In the UK it is legal to smoke at sixteen but illegal to sell or gift tobacco products to anyone aged under eighteen.
Until 2003 it was permissible for those aged sixteen to feature in pornographic material. While the age of sexual consent remains at sixteen, the age at which teenagers may legally appear in pornographic films etc is set at eighteen.

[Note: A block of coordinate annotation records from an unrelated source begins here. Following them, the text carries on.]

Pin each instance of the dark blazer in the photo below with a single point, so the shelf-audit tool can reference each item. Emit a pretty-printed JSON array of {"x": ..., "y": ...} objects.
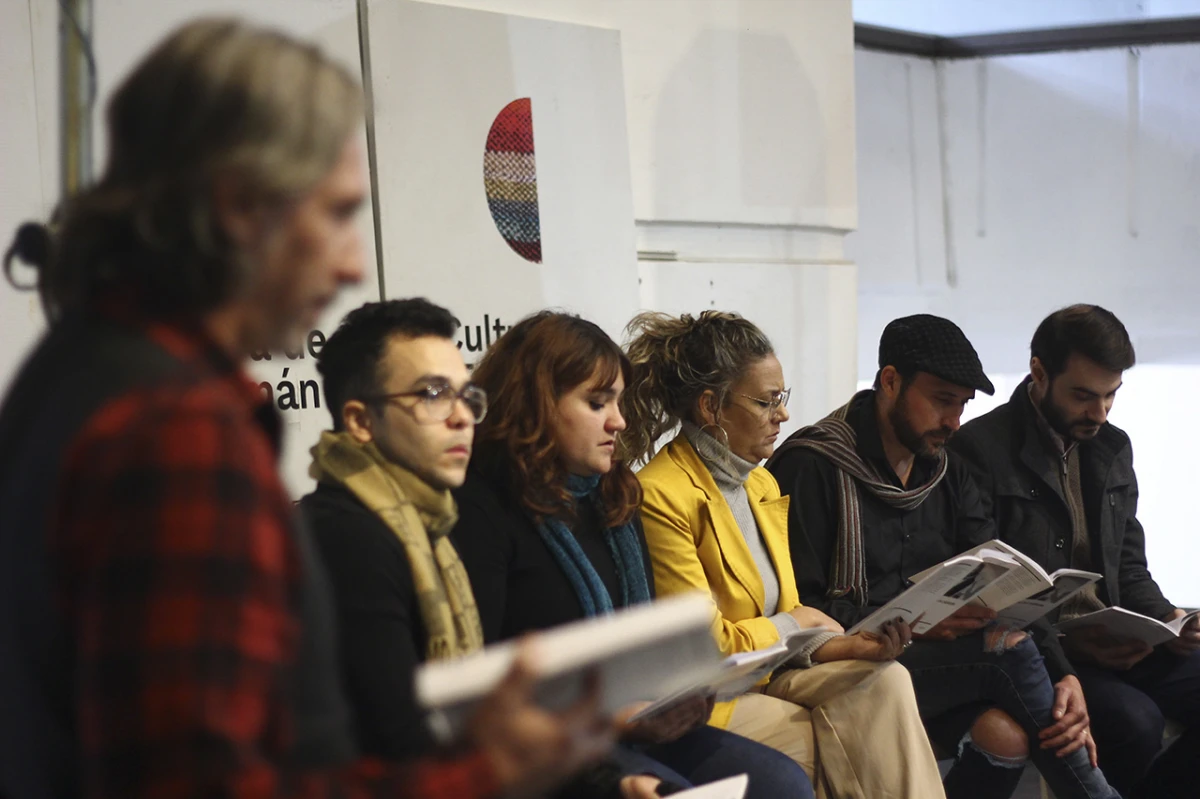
[
  {"x": 519, "y": 586},
  {"x": 1008, "y": 457},
  {"x": 382, "y": 637},
  {"x": 899, "y": 544}
]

It is, however perfectly legal for a man (or woman) in their eighties to have sexual relations with a person aged sixteen.
Some may agree with Mr Bumble that “the law is an ass”.

Derth

Deep in the soul
Where CCTV
Can not penetrate,
A devil does wait
And whispers, “my goal
Is to make you free.
Come with me
Where the light is no more
And see what pleasures are in store
For those who would ignore
Society’s law.

Empty the brain
And do not restrain
Your carnal needs.
Only the herd feeds
On the myth of The Fall.
Pleasure is all,
Come with me
And be free”.

One may look up to heaven above
And call upon God’s love.
But what if we are alone
In our temple of skin and bone,
With only our conscience weak
To speak?
Shall the meek
Inherit the earth?
I fear
There is a clear
Dearth
Of proof
In support of this “truth”.

Slavery’s Stain

The crack of the whip
Does strip
The past bare.
Who would dare
To lift the curtain
For it is certain
To make the sensitive squirm.

Growing up in Liverpool I was told
A tale of how the city was built on slave owner’s gold.
Many there money gave
In the hope their soul to save
To schools and foundations
That dignify the nation.

What can one say
For it is a long way
Back and distance
Leads to resistance
To compensation
For the Caribbean and African nations.
An injustice vast
Stains our past
But should the Europeans of today
Pay for the injustices of yesterday?

One can apologise for one’s own mistake
But what good can an apology make
For a wrong long gone
And done by another one?

Great Britain abolished slavery in 1807
And all was right and god was in his heaven.
No,
The woe
Caused by slavery did persist,
But should one then insist
On the payment of gold
To right wrongs untold?

We can not and should not forget
And yet
We must move on.
The slave owners are gone
And to apply modern morality to the past
Is, perhaps a thankless task.
Can we in conscience ask the guiltless of today
To reparations pay?
And, if so to whom
For the gloom
Has long since closed
Over those
Who where so cruely whipped
And stripped.

(https://www.theguardian.com/world/2016/sep/24/slave-owning-families-influenced-uk-jane-austen-modern-rroyalty-eugenie-beatrice).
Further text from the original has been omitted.